Wilson : Finalement, je me demande si vous pourriez terminer avec un conseil pour les étudiants d’aujourd’hui.

Chomsky : Il y a une foule de problèmes dans le monde aujourd’hui et les étudiants font face à certains d’entre-eux, incluant ceux que j’ai mentionnés – le chômage, l’insécurité, ainsi de suite. Par contre, d’un autre côté, il y a eu du progrès. De plusieurs manières, les choses sont beaucoup plus libres et avancées qu’elles ne l’étaient… il n’y  a pas si longtemps. Tant de choses qui étaient matières à lutter, certaines à peine pensables disons, dans les années ’60, sont aujourd’hui… partiellement résolue. Le droit des femmes par exemple. Le droit des gays. L’opposition à l’agression. Le souci de l’environnement – qui est bien loin d’être rendu où il devrait être, mais bien plus avancé que dans les années ’60. Ces victoires pour la liberté ne sont pas arrivées comme des cadeaux d’en haut.

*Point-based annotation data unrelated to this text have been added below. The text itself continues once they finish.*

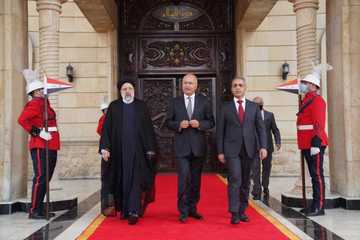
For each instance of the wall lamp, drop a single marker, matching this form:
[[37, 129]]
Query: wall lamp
[[70, 72], [285, 70]]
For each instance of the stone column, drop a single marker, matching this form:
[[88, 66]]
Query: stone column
[[343, 87], [49, 21], [13, 59], [306, 34], [49, 16], [307, 52]]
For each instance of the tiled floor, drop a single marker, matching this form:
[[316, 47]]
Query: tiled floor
[[343, 223]]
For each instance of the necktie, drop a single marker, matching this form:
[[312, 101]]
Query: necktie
[[241, 112], [189, 108]]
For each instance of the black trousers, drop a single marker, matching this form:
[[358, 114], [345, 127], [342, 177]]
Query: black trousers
[[239, 169], [316, 170], [265, 174], [189, 170], [39, 179]]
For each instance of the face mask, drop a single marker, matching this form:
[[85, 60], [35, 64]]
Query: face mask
[[303, 88], [128, 98]]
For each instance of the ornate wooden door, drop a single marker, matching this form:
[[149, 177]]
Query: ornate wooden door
[[160, 41]]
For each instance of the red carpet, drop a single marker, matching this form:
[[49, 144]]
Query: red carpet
[[161, 219]]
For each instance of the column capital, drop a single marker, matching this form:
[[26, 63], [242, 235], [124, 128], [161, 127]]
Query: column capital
[[54, 5], [301, 4]]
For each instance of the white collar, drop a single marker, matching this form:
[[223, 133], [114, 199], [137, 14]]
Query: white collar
[[243, 99], [191, 96]]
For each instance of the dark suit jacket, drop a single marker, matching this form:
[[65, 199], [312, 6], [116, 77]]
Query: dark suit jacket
[[190, 140], [231, 134], [271, 127]]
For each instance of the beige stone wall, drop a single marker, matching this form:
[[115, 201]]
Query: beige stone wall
[[90, 53], [263, 52]]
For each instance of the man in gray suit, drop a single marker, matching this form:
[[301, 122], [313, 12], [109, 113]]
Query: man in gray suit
[[271, 129], [239, 126], [189, 116]]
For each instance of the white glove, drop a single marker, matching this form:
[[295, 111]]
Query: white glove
[[314, 151], [45, 135]]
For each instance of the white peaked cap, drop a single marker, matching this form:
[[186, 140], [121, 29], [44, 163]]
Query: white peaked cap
[[32, 80], [104, 104], [315, 76]]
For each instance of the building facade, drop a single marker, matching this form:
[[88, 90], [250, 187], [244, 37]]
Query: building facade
[[248, 38]]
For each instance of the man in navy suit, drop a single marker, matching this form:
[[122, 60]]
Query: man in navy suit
[[239, 128], [271, 129], [189, 116]]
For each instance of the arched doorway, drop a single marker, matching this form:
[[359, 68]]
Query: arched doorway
[[160, 41]]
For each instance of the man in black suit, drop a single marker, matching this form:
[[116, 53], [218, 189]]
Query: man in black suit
[[189, 116], [271, 128], [239, 126]]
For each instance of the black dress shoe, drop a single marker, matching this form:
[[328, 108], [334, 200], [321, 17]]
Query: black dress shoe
[[306, 210], [51, 214], [317, 212], [257, 197], [243, 217], [183, 218], [266, 193], [124, 216], [196, 215], [235, 218], [36, 216], [133, 219]]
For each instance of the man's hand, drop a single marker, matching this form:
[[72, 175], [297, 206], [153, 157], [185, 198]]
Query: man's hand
[[263, 153], [105, 154], [194, 123], [150, 155], [314, 151], [221, 158], [278, 146], [184, 124], [45, 135]]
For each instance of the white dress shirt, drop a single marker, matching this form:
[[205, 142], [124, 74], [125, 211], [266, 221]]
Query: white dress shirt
[[192, 101], [237, 104]]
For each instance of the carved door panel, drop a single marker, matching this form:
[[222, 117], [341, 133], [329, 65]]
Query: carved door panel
[[157, 92], [161, 40]]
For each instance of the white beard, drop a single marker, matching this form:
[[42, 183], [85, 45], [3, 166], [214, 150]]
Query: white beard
[[127, 99]]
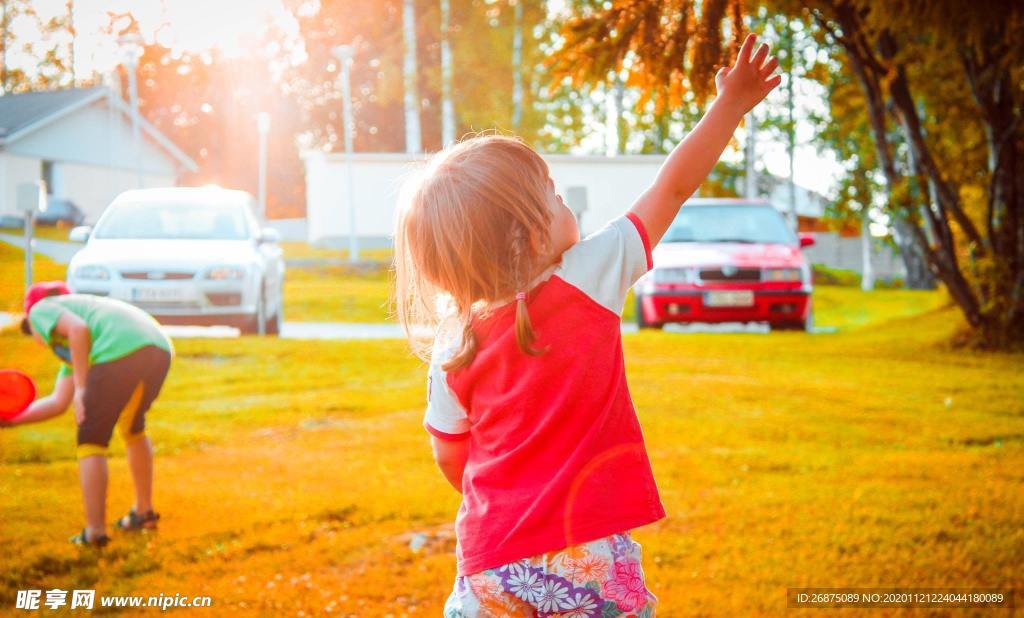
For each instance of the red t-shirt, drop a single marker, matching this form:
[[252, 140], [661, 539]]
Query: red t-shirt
[[556, 454]]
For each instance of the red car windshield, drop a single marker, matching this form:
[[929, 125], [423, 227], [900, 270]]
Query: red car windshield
[[760, 224]]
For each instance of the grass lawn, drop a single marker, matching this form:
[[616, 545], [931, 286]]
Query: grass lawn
[[292, 475], [12, 275]]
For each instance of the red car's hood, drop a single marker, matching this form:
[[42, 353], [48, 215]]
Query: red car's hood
[[675, 255]]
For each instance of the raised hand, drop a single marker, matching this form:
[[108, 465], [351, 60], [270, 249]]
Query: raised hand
[[747, 83]]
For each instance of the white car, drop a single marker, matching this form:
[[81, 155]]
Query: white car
[[186, 256]]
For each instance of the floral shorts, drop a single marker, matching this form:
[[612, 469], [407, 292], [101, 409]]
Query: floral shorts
[[599, 579]]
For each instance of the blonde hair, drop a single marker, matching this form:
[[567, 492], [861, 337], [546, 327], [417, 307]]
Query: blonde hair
[[472, 229]]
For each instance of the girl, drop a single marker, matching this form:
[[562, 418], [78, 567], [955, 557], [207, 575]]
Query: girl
[[115, 361], [528, 410]]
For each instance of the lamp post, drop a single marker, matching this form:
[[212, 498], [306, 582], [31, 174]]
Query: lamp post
[[263, 128], [344, 54], [131, 50]]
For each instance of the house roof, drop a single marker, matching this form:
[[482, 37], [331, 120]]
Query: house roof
[[22, 114], [18, 112]]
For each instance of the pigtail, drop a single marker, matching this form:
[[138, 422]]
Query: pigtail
[[524, 334], [467, 348]]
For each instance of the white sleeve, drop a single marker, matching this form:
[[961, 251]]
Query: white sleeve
[[444, 417], [605, 264]]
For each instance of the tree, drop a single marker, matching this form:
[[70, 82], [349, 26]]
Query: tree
[[48, 47], [961, 202], [961, 125]]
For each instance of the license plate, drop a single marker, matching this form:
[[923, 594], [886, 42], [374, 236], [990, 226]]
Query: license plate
[[159, 295], [739, 298]]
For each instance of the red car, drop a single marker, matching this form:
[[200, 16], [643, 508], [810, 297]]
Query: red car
[[727, 261]]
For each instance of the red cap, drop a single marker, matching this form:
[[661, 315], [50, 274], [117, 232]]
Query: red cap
[[38, 292]]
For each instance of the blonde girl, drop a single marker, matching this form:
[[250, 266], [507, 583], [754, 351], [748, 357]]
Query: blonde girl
[[528, 410]]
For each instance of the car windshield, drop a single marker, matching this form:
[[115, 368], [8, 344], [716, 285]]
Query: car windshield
[[760, 224], [175, 221]]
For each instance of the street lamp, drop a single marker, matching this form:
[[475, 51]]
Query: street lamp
[[130, 46], [344, 54], [262, 127]]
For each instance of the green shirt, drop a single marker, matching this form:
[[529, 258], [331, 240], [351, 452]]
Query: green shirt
[[116, 328]]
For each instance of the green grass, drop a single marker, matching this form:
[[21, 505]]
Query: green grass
[[12, 275], [875, 457], [337, 294], [297, 250], [292, 474]]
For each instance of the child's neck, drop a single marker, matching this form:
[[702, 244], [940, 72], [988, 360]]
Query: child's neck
[[544, 275]]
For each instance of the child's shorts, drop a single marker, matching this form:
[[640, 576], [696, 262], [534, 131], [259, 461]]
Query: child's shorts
[[599, 579]]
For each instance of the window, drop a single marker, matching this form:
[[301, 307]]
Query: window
[[47, 176]]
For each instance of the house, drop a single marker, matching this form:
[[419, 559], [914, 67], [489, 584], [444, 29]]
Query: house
[[80, 142], [597, 188]]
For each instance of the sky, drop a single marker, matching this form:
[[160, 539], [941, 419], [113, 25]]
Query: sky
[[200, 25]]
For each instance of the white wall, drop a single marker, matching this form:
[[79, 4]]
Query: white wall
[[94, 160], [13, 171], [93, 187]]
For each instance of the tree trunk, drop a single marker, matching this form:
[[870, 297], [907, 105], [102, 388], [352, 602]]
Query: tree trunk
[[414, 141], [448, 108], [517, 65], [920, 275]]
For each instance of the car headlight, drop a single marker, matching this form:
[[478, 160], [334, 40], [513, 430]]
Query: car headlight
[[92, 272], [782, 274], [222, 273], [675, 275]]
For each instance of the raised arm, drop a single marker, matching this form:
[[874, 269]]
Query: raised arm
[[739, 87]]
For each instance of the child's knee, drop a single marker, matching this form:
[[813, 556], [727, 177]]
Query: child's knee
[[91, 450]]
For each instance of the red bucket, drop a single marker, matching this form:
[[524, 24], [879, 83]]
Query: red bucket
[[16, 393]]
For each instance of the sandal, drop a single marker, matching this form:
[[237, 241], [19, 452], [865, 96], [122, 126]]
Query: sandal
[[134, 521], [83, 539]]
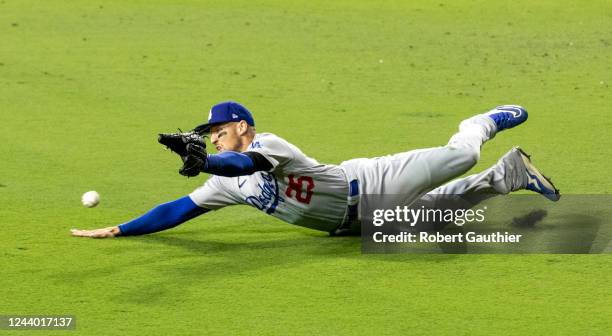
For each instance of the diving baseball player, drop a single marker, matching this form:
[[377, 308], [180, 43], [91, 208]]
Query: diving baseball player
[[274, 176]]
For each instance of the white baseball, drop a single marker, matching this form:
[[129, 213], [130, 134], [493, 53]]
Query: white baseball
[[90, 199]]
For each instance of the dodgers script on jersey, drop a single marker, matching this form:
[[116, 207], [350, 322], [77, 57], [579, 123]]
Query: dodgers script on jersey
[[298, 189]]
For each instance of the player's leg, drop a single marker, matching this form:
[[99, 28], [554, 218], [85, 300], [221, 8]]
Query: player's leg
[[513, 171], [417, 172]]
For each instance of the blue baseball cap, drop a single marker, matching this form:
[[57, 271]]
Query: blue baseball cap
[[226, 112]]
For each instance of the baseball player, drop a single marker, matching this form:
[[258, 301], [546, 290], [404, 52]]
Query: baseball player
[[274, 176]]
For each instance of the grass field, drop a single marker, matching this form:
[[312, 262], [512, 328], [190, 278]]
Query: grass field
[[86, 86]]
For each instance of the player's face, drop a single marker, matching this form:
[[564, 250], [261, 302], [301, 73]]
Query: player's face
[[226, 137]]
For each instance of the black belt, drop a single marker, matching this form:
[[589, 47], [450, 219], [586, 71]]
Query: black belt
[[352, 212]]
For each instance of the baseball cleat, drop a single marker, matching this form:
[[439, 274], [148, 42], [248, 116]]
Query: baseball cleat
[[507, 116], [536, 181]]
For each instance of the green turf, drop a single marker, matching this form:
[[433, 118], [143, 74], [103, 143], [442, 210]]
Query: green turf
[[86, 86]]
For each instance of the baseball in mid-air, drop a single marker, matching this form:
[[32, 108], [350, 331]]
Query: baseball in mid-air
[[90, 199]]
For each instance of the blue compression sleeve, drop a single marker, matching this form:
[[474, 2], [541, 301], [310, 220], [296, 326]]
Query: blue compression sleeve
[[229, 164], [162, 217]]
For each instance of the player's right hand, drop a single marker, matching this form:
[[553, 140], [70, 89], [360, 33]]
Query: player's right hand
[[108, 232]]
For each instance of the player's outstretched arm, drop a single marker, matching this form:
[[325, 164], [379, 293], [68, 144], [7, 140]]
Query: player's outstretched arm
[[162, 217]]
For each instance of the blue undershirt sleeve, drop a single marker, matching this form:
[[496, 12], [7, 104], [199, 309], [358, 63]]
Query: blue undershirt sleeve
[[163, 217]]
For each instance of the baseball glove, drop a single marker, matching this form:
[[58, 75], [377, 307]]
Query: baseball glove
[[190, 146]]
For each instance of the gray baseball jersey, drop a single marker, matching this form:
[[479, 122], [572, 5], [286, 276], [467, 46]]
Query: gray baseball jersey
[[297, 190]]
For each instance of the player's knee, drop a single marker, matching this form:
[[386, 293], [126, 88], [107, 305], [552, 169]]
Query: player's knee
[[469, 157]]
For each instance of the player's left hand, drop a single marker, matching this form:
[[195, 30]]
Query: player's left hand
[[108, 232], [194, 161]]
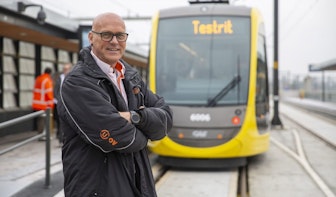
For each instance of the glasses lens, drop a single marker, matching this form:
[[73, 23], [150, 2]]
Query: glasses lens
[[106, 36], [121, 36]]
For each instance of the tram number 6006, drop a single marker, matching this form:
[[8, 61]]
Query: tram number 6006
[[200, 133]]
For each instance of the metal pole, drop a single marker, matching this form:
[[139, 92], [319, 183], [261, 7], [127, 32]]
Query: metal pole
[[47, 128], [276, 119], [323, 87]]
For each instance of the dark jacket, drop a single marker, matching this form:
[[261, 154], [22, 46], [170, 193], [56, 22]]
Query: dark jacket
[[103, 154]]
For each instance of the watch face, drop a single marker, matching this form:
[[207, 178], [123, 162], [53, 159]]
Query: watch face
[[135, 117]]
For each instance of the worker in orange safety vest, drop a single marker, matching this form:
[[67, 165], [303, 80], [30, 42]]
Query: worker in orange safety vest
[[43, 95]]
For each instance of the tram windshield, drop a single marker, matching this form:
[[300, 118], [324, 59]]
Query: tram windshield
[[196, 57]]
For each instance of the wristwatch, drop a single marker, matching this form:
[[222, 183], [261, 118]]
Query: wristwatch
[[135, 117]]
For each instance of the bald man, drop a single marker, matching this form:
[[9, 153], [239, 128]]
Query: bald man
[[107, 115]]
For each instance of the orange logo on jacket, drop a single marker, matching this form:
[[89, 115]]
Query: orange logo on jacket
[[105, 135]]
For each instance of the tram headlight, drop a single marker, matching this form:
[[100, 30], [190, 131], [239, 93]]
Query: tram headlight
[[235, 120]]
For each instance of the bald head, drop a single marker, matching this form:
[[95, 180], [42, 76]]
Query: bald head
[[102, 19], [110, 49]]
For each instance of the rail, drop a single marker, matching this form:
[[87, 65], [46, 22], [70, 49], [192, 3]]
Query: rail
[[45, 133]]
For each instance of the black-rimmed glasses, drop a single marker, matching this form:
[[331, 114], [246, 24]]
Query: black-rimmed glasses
[[108, 36]]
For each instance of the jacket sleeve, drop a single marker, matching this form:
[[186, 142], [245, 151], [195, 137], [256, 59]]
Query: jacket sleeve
[[89, 112], [156, 117]]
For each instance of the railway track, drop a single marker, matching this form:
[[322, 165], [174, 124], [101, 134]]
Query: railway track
[[315, 153], [172, 182]]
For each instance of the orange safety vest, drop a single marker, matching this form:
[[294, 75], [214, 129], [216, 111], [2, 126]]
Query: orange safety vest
[[43, 95]]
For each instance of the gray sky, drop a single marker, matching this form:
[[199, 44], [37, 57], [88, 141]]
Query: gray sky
[[307, 27]]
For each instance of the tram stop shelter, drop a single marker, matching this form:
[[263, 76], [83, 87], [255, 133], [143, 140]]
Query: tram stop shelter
[[329, 65]]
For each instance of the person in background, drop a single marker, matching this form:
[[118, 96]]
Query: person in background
[[58, 83], [43, 96], [107, 116]]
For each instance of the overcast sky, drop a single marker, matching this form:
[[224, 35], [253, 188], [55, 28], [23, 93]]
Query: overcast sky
[[307, 27]]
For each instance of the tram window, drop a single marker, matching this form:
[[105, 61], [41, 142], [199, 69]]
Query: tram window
[[26, 49], [9, 66], [48, 54], [9, 47]]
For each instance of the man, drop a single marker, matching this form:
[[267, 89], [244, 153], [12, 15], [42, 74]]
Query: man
[[43, 96], [58, 83], [107, 115]]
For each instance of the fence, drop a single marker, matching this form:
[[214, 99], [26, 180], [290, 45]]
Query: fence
[[46, 133]]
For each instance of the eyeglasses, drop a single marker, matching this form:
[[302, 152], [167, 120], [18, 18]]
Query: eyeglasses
[[108, 36]]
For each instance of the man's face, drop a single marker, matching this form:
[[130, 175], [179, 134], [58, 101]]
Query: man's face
[[108, 51]]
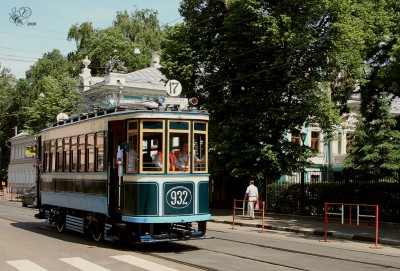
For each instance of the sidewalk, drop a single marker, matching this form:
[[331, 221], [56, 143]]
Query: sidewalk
[[389, 233]]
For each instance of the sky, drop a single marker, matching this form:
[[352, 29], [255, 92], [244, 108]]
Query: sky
[[29, 29]]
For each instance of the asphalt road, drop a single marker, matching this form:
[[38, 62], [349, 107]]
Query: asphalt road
[[30, 244]]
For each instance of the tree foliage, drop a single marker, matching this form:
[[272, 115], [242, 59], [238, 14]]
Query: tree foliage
[[273, 65], [140, 29], [52, 91], [376, 143]]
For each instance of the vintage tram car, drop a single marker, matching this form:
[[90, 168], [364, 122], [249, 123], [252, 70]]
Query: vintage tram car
[[122, 174]]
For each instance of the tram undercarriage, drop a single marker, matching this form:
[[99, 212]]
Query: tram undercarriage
[[100, 227]]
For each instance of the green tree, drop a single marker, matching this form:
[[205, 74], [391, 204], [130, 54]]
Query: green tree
[[7, 116], [139, 30], [57, 96], [273, 65], [52, 90], [376, 143]]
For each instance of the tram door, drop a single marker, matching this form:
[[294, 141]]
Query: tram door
[[115, 165]]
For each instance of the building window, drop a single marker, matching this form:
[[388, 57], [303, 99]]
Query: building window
[[349, 139], [296, 136], [340, 147], [315, 140]]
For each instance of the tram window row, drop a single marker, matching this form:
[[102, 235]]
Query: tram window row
[[152, 146], [74, 154], [174, 146]]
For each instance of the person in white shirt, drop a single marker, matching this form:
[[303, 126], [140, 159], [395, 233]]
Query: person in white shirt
[[252, 195]]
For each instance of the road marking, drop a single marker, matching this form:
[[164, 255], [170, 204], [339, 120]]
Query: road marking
[[142, 263], [83, 264], [25, 265]]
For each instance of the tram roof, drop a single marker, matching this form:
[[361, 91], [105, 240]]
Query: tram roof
[[123, 110]]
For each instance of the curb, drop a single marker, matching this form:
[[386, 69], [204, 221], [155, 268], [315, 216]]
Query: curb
[[331, 234]]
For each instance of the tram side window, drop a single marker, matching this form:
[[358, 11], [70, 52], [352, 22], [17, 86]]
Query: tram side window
[[81, 152], [200, 147], [66, 154], [132, 155], [179, 146], [46, 158], [59, 154], [52, 165], [74, 154], [99, 151], [152, 146], [90, 152]]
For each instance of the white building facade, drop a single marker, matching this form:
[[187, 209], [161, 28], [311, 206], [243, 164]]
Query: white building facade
[[22, 170]]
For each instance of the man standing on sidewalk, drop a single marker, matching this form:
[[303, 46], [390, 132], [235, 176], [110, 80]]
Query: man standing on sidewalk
[[252, 195]]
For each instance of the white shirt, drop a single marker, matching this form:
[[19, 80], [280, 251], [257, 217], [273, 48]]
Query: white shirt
[[252, 191]]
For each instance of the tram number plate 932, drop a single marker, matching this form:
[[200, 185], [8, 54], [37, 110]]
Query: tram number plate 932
[[179, 197]]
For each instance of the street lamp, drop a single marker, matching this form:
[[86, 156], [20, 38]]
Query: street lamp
[[302, 207]]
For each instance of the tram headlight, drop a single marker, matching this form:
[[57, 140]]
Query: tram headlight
[[193, 101], [160, 100]]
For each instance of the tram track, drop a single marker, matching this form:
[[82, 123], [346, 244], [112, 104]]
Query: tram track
[[161, 251], [304, 253]]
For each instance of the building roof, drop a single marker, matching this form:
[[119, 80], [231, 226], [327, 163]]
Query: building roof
[[150, 74]]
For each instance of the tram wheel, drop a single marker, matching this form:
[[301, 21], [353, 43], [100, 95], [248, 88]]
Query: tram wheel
[[97, 231], [60, 222]]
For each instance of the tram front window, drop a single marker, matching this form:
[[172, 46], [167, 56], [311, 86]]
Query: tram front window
[[152, 153], [132, 154]]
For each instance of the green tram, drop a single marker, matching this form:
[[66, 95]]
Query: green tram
[[122, 174]]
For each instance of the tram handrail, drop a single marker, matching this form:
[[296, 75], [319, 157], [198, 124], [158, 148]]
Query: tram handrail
[[342, 215], [262, 210]]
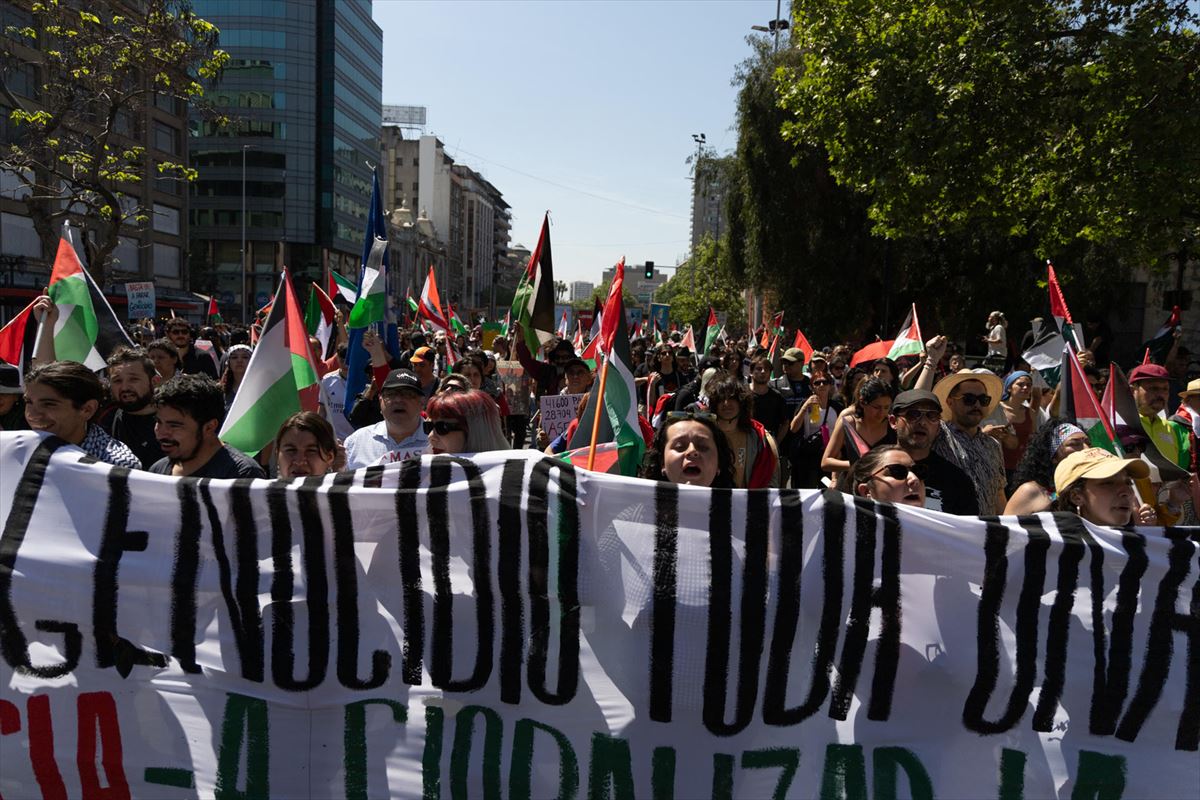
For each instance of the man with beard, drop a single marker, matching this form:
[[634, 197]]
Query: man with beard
[[60, 398], [195, 362], [967, 397], [131, 382], [191, 409], [400, 435], [915, 416]]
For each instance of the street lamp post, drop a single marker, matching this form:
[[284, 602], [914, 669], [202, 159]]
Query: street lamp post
[[774, 25], [699, 138], [245, 311]]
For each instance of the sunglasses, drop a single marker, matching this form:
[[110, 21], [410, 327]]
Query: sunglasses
[[897, 471], [442, 426], [691, 415], [975, 400], [917, 415]]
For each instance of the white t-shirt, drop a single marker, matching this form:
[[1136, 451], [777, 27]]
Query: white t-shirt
[[1001, 346], [333, 400]]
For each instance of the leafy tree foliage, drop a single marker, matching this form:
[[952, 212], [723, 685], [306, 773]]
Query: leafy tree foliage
[[705, 281], [97, 66], [1045, 121]]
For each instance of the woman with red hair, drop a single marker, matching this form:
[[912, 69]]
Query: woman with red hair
[[463, 422]]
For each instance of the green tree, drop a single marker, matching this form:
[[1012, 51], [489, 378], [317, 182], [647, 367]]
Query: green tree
[[703, 281], [809, 241], [1045, 121], [96, 66]]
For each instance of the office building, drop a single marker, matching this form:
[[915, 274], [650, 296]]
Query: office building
[[291, 174]]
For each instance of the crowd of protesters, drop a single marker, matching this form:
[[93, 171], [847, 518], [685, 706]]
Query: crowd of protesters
[[927, 431]]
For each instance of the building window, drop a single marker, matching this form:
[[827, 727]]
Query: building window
[[166, 218], [166, 260], [125, 257], [166, 138], [18, 238]]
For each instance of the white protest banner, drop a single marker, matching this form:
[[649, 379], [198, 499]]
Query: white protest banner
[[557, 411], [141, 299], [511, 626]]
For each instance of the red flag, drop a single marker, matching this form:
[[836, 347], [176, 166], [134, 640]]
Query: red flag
[[17, 340], [803, 343], [612, 308], [1057, 304], [431, 304]]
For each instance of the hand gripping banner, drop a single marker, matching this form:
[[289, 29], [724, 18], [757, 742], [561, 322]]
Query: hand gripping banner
[[508, 626]]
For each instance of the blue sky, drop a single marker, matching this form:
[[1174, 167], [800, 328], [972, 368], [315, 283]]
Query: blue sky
[[557, 102]]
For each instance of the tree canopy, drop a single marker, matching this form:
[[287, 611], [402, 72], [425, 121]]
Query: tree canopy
[[94, 68], [1048, 121]]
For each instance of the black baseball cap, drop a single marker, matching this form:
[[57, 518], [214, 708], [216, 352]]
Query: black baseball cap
[[402, 379], [912, 397]]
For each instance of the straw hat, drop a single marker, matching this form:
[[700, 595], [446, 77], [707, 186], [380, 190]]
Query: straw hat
[[1096, 464], [991, 385]]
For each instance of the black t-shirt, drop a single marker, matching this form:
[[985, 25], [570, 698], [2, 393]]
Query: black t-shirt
[[947, 487], [771, 410], [136, 431], [226, 462]]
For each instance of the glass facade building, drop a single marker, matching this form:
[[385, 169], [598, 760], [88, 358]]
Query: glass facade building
[[303, 90]]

Ils sont venus des gens qui ont lutté dans des conditions plus difficiles qu’elles ne le sont aujourd’hui. Il y a la répression de l’État maintenant. Mais c’est incomparable avec, disons, Cointelpro dans les années ’60. Les gens qui ne connaissent pas ça ont intérêt à lire et réfléchir pour comprendre.  Et ça laisse une foule d’opportunités. Les étudiants, vous savez, sont relativement privilégiés face à la population. Ils sont aussi dans une étape de leur vie où ils sont relativement libres. Et ceci offre toutes sortes d’opportunités. Par le passé, ce genre d’opportunités ont été saisies par des étudiants qui ont été à l’avant-scène de changements progressistes, et ils ont plus d’opportunités aujourd’hui. Ça ne sera jamais facile. il y aura de la répression. Il y aura des répercussions. Mais c’est ainsi qu’avance la société.